CJ Hauser

CJ Hauser By Britt Gambino

Gotham teacher C.J. Hauser grew up wearing a sweatshirt emblazed with the phrase, “A Good Place to Grow,” referring to her hometown of Reading, Connecticut. She spent her days hiking in the woods and apple picking, activities one might consider classic offerings of New England.

While C.J. grew up in the idyllic countryside, she decided to move to New York City to pursue her goal of becoming a fiction writer. Perhaps as a consequence of her roots, C.J. has a love/hate relationship with the city. But she found that as she moved deeper and deeper into her beloved borough of Brooklyn, she enjoyed the sense of community and neighborhood vibe. (C.J.’s friends joked that if she kept moving, she would eventually end up living under the Cyclone roller coaster in Coney Island.) But she was never attracted to the pressure cooker intensity one can feel living in a place like New York.

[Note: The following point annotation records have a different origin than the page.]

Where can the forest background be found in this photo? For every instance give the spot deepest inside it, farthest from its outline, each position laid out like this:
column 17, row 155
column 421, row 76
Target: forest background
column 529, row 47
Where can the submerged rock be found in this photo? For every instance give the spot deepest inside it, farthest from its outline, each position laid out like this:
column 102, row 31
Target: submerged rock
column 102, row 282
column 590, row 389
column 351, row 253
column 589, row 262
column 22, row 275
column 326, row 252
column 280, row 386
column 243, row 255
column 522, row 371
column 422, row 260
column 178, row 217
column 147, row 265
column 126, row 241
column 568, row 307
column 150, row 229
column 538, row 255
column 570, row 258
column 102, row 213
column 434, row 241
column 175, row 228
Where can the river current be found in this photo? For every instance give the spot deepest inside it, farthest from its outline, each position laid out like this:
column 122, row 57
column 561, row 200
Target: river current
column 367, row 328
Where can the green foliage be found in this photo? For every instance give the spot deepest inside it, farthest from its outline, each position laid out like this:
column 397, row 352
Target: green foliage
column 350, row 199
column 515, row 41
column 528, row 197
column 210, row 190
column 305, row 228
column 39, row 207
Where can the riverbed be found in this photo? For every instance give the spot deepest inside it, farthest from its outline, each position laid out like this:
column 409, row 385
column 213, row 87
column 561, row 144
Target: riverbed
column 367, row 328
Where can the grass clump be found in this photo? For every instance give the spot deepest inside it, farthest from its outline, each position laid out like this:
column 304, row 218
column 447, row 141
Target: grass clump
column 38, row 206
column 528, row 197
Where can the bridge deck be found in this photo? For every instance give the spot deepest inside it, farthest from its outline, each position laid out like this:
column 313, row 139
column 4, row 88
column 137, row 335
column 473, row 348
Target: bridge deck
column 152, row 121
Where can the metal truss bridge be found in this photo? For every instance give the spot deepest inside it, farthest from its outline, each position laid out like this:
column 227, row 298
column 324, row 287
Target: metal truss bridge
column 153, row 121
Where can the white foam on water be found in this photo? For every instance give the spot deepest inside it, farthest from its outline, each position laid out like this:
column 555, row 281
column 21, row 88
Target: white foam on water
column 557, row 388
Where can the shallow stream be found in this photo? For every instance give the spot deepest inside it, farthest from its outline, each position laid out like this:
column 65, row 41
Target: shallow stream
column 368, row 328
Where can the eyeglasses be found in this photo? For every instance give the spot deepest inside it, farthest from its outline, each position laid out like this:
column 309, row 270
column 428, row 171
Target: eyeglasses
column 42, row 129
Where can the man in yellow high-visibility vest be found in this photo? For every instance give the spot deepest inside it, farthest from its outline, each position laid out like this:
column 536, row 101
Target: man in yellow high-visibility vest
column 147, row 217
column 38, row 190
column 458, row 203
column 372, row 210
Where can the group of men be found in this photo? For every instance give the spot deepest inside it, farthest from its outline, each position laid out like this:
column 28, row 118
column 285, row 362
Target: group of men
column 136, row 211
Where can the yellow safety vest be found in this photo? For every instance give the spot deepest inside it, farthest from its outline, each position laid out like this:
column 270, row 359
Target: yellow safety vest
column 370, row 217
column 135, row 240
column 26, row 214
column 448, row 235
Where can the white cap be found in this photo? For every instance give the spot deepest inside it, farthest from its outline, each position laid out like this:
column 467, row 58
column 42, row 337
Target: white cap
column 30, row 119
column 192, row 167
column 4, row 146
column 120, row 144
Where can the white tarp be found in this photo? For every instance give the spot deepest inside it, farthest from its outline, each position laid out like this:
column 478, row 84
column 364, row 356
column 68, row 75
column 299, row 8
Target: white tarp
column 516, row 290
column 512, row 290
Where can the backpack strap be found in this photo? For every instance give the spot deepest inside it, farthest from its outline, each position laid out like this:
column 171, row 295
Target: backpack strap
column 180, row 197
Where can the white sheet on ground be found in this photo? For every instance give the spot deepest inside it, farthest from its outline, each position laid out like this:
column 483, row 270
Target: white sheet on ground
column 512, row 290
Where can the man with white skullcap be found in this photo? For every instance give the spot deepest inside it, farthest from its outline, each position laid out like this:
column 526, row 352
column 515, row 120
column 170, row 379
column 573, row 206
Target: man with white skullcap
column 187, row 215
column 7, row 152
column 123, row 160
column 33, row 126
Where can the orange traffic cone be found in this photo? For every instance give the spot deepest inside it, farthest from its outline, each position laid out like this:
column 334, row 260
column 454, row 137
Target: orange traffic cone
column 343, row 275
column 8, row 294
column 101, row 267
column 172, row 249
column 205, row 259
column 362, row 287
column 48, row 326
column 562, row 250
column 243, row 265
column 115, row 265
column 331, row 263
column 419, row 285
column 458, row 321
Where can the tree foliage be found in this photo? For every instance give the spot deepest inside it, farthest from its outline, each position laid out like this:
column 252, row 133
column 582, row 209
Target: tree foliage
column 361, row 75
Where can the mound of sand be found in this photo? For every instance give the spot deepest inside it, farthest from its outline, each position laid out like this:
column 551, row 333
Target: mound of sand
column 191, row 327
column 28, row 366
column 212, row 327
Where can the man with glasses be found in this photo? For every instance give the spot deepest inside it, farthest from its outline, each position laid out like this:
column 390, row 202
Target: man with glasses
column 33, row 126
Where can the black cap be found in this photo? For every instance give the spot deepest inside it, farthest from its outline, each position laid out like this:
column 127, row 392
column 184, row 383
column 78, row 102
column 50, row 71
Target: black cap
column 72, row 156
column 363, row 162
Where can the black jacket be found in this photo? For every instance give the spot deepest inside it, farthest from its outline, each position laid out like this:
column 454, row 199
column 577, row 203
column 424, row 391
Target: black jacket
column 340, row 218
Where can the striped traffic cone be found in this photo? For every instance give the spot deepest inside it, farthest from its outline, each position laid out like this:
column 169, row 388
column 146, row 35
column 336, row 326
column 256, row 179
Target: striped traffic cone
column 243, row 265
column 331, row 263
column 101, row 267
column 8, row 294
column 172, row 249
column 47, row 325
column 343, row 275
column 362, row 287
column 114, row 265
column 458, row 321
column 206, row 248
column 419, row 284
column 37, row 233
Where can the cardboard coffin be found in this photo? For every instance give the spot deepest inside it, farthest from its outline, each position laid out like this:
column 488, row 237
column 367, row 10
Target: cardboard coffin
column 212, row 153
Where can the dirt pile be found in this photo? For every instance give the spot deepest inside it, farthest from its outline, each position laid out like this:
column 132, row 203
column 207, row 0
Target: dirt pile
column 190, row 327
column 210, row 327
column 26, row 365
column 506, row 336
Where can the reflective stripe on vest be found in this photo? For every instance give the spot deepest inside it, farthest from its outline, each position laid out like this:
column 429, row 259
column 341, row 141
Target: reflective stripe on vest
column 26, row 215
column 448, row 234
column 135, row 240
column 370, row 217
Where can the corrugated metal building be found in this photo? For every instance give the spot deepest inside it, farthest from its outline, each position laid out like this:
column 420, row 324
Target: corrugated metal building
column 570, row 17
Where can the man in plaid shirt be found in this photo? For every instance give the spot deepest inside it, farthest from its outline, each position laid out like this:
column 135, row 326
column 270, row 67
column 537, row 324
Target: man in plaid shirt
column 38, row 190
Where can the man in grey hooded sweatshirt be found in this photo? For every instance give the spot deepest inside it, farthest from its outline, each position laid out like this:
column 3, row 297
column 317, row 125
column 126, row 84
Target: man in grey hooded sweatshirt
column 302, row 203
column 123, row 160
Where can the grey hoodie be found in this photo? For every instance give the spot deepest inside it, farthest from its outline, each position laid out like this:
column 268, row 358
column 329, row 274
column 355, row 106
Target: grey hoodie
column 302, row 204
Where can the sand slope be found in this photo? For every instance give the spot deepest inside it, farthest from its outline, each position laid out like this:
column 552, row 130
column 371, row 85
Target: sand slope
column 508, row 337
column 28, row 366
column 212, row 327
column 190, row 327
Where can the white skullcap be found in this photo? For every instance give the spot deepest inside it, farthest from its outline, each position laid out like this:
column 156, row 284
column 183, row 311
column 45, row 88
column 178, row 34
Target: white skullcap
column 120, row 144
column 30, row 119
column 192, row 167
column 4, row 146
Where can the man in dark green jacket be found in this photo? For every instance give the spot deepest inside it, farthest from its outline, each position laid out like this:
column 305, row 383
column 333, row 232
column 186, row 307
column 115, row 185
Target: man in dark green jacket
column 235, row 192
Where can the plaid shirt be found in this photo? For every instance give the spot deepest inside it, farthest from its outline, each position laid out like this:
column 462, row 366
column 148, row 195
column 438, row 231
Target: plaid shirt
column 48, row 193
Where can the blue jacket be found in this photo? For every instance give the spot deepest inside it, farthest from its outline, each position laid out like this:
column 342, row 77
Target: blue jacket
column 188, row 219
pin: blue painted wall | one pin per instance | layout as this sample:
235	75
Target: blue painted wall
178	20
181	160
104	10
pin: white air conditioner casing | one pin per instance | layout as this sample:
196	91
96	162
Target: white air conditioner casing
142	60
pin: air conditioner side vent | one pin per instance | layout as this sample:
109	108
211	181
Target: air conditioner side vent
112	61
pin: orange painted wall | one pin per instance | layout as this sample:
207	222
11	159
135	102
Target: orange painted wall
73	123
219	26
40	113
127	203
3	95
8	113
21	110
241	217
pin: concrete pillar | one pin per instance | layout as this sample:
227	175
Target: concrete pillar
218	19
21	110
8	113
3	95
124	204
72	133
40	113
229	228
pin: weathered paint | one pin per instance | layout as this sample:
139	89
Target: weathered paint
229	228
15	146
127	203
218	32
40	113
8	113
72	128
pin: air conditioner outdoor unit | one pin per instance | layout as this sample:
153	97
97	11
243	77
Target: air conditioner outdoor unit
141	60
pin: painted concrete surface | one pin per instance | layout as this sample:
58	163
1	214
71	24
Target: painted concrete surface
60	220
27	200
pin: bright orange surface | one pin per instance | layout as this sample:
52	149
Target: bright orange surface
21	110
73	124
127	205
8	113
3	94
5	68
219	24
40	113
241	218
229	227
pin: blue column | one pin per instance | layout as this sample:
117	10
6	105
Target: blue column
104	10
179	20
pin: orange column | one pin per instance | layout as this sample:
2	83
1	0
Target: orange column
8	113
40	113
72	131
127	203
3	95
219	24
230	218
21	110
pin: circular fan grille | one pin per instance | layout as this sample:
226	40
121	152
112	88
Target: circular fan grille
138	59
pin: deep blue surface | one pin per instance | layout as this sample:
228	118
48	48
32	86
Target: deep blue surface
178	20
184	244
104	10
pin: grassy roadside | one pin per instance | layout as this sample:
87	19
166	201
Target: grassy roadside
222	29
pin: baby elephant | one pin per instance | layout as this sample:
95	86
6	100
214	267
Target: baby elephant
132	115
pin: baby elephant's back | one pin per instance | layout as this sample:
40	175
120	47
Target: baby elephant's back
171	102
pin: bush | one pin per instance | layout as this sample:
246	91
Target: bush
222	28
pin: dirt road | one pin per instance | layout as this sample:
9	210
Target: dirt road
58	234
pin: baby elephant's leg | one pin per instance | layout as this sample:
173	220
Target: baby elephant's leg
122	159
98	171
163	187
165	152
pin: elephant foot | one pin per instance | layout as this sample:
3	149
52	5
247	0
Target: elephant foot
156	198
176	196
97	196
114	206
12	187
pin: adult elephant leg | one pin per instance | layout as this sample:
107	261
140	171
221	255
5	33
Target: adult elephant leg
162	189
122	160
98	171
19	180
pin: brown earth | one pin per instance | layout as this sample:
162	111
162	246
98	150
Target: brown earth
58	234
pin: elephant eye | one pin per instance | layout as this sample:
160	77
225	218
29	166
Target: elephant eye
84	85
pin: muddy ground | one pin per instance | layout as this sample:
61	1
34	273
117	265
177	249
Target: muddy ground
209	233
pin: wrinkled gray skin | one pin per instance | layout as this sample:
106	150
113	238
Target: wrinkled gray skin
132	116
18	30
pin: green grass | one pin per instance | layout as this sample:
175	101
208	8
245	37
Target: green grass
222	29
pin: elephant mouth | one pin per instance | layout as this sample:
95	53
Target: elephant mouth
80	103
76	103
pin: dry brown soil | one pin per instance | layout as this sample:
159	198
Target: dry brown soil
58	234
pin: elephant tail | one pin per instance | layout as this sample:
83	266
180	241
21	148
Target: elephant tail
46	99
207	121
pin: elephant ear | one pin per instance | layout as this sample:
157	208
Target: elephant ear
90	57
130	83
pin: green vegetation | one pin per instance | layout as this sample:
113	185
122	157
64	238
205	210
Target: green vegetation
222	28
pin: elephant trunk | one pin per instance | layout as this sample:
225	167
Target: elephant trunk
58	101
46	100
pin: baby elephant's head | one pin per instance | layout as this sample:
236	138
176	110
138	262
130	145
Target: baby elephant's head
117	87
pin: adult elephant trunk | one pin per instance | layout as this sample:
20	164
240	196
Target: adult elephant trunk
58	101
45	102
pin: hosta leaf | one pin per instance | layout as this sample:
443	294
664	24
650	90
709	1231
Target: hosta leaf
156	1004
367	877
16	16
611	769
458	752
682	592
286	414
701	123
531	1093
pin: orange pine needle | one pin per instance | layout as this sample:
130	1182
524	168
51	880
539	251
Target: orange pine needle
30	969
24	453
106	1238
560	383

While she was studying at Brooklyn College, C.J. found another kind of home in New York. She interned at a literary agency and then took a full-time position as an assistant to literary “super-agent,” Nicole Aragi. (Aragi runs a one-woman show of a literary agency and has had great success with authors like Jonathan Safran Foer and Junot Diaz.)

It was a relief to learn that agents are indeed rooting for great work; there’s no callous marketing scheme, C.J. says. On the flip side of the coin, however, agents and assistants work incredibly long hours at hard, demanding jobs. While it would seem like a fantasy to read all day long, C.J. notes the dream doesn’t quite live up to the reality. “Every day we would read query letters, hoping to find something magical,” she says. Instead, they would uncover pitches that seemed to cater to what the writers believed an agent would want to hear. C.J. assures that “you just have to find the right person” to read your work.

Eventually, it was time for C.J. to return to her roots. She recently tapped into her hometown as inspiration for her first novel, Maritime. “When I started the book,” she says, “I was really focused on place.” Like so many other small towns in America, Reading is changing and becoming more overdeveloped. These sorts of towns used to be cozy; everyone knowing one other. But C.J. points out, “People who live in a place like this are having to deal with unwanted changes.”
Her book takes place in a fictional town in Maine where two women end up for different reasons (one because of deceased parent and the other because her husband is from the town). They meet one another through their jobs at the local newspaper as they begin to uncover town secrets. C.J. calls the book a “second coming of age” story because the women are in their late 20s.

After spending several years in New York, C.J. decided she needed to catch the Metro-North train and head back into the woods. “There’s no rushing or aggression,” she says. “I couldn’t do that anymore.” C.J. and her pet rabbit, Flannery O’Connor, are quite happy there.